The smart strategy isn’t choosing between natural gas and nuclear. It’s recognizing that they solve different problems on different timelines.
Natural gas serves as the bridge that keeps electricity affordable while developing nuclear technologies mature. Nuclear should become the long-term backbone of America’s energy future because it provides around-the-clock, emissions-free electricity with decades of reliable operation. But until those reactors exist, someone has to keep the lights on.
Unfortunately, ideology has replaced common sense in Trenton.
The same political class that spent years attacking pipelines and reliable generation now acts surprised when wholesale electricity prices spike and residents receive sticker shock from their utility companies. Energy isn’t magic. If demand rises while reliable supply stagnates, prices go up. Every first-year economics student understands this. Apparently, many New Jersey policymakers do not.
Families don’t care whether the electricity keeping their refrigerator running comes from a gas turbine or a nuclear reactor. They care whether they can afford the bill.
Businesses deciding where to invest don’t grade states on climate press releases. They ask whether the power will be reliable and competitively priced.
New Jersey should absolutely pursue next-generation nuclear power.
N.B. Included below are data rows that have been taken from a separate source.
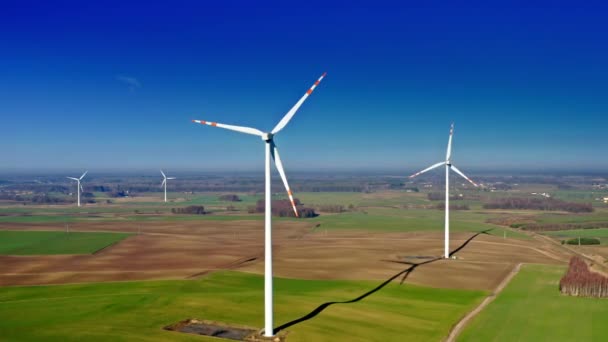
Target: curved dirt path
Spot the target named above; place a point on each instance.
(463, 322)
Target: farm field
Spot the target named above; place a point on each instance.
(173, 266)
(531, 308)
(139, 310)
(55, 242)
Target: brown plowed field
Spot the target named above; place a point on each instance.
(178, 250)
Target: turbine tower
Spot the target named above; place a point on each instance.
(271, 151)
(79, 188)
(164, 183)
(448, 165)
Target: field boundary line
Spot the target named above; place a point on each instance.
(457, 329)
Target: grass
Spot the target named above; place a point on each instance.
(55, 242)
(531, 308)
(600, 233)
(410, 220)
(137, 311)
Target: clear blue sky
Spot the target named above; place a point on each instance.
(115, 85)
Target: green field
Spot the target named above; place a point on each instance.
(410, 220)
(55, 242)
(599, 233)
(531, 308)
(137, 311)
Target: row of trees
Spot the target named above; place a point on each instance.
(541, 227)
(230, 198)
(440, 196)
(190, 210)
(283, 208)
(580, 281)
(441, 206)
(534, 203)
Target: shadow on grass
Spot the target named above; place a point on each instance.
(404, 274)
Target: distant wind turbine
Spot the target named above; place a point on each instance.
(271, 150)
(448, 166)
(165, 178)
(79, 188)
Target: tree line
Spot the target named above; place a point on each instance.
(580, 281)
(527, 203)
(283, 208)
(190, 210)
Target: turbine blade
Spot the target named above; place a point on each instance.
(462, 174)
(427, 169)
(449, 152)
(279, 165)
(241, 129)
(295, 108)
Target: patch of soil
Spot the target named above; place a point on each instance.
(221, 330)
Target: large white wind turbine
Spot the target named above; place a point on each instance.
(448, 165)
(164, 183)
(79, 188)
(271, 150)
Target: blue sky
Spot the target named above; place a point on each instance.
(114, 86)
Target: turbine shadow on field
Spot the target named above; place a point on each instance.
(404, 274)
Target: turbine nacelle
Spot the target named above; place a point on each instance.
(267, 137)
(271, 153)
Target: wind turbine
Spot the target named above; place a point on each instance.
(165, 178)
(448, 165)
(79, 188)
(271, 150)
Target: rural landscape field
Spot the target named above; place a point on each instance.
(366, 266)
(277, 171)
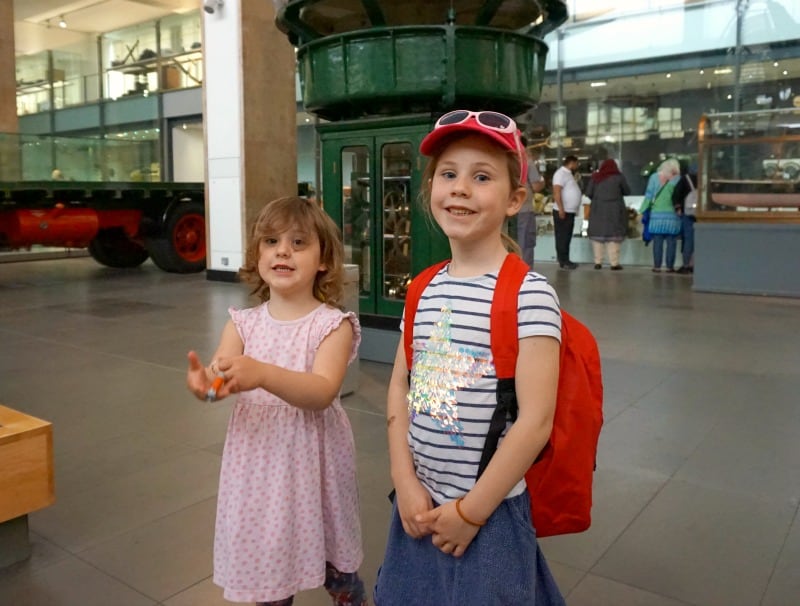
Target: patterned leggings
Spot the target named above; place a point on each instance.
(346, 589)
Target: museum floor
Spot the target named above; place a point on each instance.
(696, 492)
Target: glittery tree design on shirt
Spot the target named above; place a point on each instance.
(439, 371)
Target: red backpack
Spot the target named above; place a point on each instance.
(560, 480)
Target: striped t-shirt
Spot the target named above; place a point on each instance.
(453, 384)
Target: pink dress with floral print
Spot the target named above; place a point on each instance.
(288, 500)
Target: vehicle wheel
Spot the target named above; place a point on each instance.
(112, 248)
(180, 246)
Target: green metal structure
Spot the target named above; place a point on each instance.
(382, 71)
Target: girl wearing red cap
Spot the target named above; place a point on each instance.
(455, 540)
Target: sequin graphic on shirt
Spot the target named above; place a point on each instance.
(439, 370)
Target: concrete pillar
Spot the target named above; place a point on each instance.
(249, 110)
(9, 148)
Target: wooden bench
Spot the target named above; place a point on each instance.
(26, 479)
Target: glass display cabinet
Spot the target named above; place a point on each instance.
(747, 234)
(749, 167)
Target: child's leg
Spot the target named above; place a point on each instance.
(346, 588)
(597, 250)
(613, 252)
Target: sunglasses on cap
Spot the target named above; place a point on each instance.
(493, 120)
(499, 127)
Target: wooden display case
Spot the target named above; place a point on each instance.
(26, 464)
(750, 166)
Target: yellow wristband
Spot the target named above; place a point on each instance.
(465, 518)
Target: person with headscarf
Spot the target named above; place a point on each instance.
(608, 214)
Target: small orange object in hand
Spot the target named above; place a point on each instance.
(218, 381)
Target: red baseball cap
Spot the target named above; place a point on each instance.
(498, 127)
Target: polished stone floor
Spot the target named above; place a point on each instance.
(696, 492)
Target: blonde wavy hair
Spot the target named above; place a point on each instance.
(514, 175)
(295, 212)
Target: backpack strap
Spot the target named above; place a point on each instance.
(504, 331)
(413, 295)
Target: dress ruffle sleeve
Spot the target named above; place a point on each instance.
(332, 321)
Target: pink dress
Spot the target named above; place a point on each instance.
(288, 500)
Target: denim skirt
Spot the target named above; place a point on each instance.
(503, 566)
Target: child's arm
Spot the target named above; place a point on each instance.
(199, 378)
(536, 386)
(313, 390)
(412, 498)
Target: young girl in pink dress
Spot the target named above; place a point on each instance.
(287, 511)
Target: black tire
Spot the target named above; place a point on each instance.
(112, 248)
(180, 245)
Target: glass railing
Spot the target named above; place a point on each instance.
(46, 158)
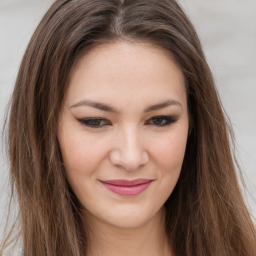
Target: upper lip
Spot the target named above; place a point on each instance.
(126, 182)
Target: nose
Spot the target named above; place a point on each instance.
(128, 151)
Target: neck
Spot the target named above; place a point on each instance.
(148, 239)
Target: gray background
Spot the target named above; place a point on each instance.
(227, 29)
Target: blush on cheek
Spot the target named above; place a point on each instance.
(170, 154)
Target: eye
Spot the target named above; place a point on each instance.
(94, 122)
(161, 121)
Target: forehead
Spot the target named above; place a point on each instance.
(123, 71)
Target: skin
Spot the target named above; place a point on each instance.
(128, 143)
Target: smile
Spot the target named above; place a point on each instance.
(127, 187)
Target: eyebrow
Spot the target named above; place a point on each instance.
(108, 108)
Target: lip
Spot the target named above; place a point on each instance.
(127, 187)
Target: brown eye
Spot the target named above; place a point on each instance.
(94, 122)
(161, 121)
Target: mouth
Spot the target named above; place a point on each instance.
(127, 187)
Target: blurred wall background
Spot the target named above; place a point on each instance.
(227, 29)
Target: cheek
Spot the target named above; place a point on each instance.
(81, 154)
(169, 151)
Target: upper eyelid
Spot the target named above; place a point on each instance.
(169, 118)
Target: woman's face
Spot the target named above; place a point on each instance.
(123, 132)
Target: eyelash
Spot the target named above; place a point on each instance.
(95, 122)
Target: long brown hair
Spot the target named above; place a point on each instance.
(206, 214)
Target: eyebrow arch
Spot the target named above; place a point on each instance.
(107, 108)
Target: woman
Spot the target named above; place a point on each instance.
(117, 139)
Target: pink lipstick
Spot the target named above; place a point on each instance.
(126, 187)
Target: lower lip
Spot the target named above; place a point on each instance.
(127, 190)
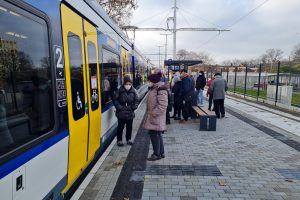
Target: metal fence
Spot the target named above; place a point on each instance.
(271, 87)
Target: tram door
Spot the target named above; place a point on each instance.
(82, 81)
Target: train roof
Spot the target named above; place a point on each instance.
(81, 6)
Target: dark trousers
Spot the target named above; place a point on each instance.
(168, 121)
(177, 110)
(121, 125)
(187, 110)
(219, 107)
(210, 101)
(157, 142)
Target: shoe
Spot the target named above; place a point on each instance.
(182, 121)
(153, 157)
(120, 143)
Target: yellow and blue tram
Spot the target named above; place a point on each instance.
(60, 63)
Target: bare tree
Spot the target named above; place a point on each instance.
(296, 54)
(119, 10)
(182, 54)
(271, 56)
(191, 55)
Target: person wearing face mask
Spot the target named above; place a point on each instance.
(155, 117)
(126, 101)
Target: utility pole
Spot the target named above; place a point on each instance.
(174, 30)
(159, 55)
(166, 44)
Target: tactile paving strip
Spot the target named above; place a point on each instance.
(181, 170)
(136, 161)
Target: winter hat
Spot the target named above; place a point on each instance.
(155, 78)
(176, 79)
(127, 79)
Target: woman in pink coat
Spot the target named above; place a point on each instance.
(155, 117)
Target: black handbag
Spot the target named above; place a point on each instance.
(189, 96)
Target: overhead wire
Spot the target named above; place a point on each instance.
(165, 18)
(152, 16)
(179, 11)
(235, 22)
(205, 20)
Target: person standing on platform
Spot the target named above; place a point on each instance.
(155, 117)
(126, 102)
(200, 84)
(176, 89)
(187, 94)
(209, 93)
(219, 88)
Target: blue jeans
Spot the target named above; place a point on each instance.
(200, 97)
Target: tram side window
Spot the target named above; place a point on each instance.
(26, 107)
(93, 76)
(110, 76)
(76, 71)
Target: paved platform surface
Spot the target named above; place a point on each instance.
(254, 154)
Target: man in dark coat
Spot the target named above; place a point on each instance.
(200, 84)
(219, 88)
(126, 102)
(187, 94)
(176, 89)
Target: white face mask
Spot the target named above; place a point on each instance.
(127, 87)
(150, 84)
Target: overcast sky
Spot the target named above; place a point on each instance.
(276, 24)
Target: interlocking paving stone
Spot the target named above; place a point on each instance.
(289, 173)
(132, 186)
(180, 170)
(284, 139)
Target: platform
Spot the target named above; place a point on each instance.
(254, 154)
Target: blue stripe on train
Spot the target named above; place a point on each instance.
(12, 165)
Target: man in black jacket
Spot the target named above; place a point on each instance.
(200, 84)
(126, 101)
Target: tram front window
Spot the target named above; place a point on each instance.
(110, 76)
(26, 110)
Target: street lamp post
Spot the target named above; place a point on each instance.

It has to streamline permitting, welcome innovation, and position itself to benefit from the next wave of American nuclear technology.
But pretending nuclear can solve today’s electricity shortage is wishful thinking.
The state needs a two-track strategy: build reliable natural gas generation now, build nuclear for tomorrow, and stop allowing ideological opposition to dependable energy to make New Jersey families pay the price.